In the early 1930s, my teacher’s father, the great Kabbalist and illustrious thinker, Baal HaSulam, wrote a groundbreaking essay titled “The Peace,” where he outlined how humanity can achieve peace and what will happen if it doesn’t.
Among other things, he articulated nature’s way of tending to its creations, how it rears them until they become independent. In his words: “Let us take the making of a human being as an example: The love and pleasure of the progenitors are its first reason, guaranteed to perform their duty. When the essential drop is extracted from the father … nature has very wisely secured a safe place for it, which qualifies it to receive life. Nature also gives it its daily bread in the exact amount. Nature has also prepared a wonderful foundation for it in the mother’s womb so that no stranger might harm it.
“Nature is a skillful judge; it will treat us according to our actions. If we choose mutual responsibility now, we will avert nature’s harsh lessons.”
“It tends to its every need like a trained nanny who will not forget it for a moment until it has acquired the strength to emerge into our world. …Then, too, nature does not abandon it. Like a loving mother, it brings it to such loving, loyal people it can trust, called ‘Mother’ and ‘Father,’ to assist it through its days of weakness until it grows and can sustain itself. As man, so are all the animals, plants, and inanimate; all are wisely and mercifully cared for to ensure their own existence and the continuation of their species.”
However, cautions Baal HaSulam, when we grow, we must assume responsibility and start behaving more and more considerately toward each other, care for one another and for all of nature. The more we resist nature’s lessons, the more insistently and painfully it teaches us. And the lesson that nature teaches us, wrote Baal HaSulam almost a century ago, is to build a society based on giving rather than receiving. Because we are reluctant, he added, “humanity is being fried in a heinous turmoil, and strife and famine and their consequences have not ceased thus far.”

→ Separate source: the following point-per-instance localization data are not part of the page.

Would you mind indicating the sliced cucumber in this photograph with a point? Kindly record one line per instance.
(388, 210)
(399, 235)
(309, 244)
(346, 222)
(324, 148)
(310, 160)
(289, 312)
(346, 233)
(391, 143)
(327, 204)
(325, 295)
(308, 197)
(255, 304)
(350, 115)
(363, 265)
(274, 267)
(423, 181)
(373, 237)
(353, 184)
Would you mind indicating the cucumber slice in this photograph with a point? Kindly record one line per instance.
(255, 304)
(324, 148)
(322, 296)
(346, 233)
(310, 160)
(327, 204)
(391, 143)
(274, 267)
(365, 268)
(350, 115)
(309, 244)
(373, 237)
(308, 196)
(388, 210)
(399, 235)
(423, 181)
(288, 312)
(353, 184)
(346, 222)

However, nature’s lessons do not have to be harsh. Baal HaSulam writes that “The wonder about it is that nature, like a skillful judge, punishes us according to our development. For we can see that to the extent that humankind develops, the pains and torments obtaining our sustenance and existence also multiply.”
In conclusion, writes Baal HaSulam, “You have a scientific, empirical basis that nature has commanded us to obey with all our might the rule of bestowal upon others in utter precision, in such a way that no person among us would work any less than the measure required to secure the happiness of society and its success. As long as we are idle performing it to the fullest, nature will not stop punishing us and taking its revenge.”
Finally, Baal HaSulam warns, just a few years before World War II broke out, that “besides the blows we suffer today, we must also consider the drawn sword for the future.” Therefore, he adds, “The right conclusion must be drawn—that nature will ultimately defeat us and we will all be compelled to join hands in following its dictates with all the measure required of us,” namely “to obey … the rule of bestowal upon others.”
Nature’s gradual teaching method ended in Europe’s destruction and the death of tens of millions of people, since they would not listen. Now we are seeing the escalating cycle of hate becoming an ominous whirlpool that’s threatening to drown the entire world once more, and the cost will be much heavier than even the previous world war.
In The Writings of the Last Generation, Baal HaSulam writes that a third, nuclear world war will happen if we do not take upon ourselves the commandment of building a society of giving and mutual responsibility. Judging by the escalation in hate crimes and international tensions, it is easy to see his prediction materializing. But nature is a skillful judge; it will treat us according to our actions. If we choose mutual responsibility now, we will avert nature’s harsh lessons.
The coronavirus has given us the chance to practice mutual responsibility. All we have to do is obey two laws: wear masks and keep our distance. If we did that for just a few weeks, we would be rid of the plague. But can we? Do we care enough about others to help the world get rid of the bug? The coronavirus is a test of our commitment to each other. If we fail, nature will provide a far more stringent, and far less sympathetic, teacher. And if we keep failing, Baal HaSulam’s prediction will come true.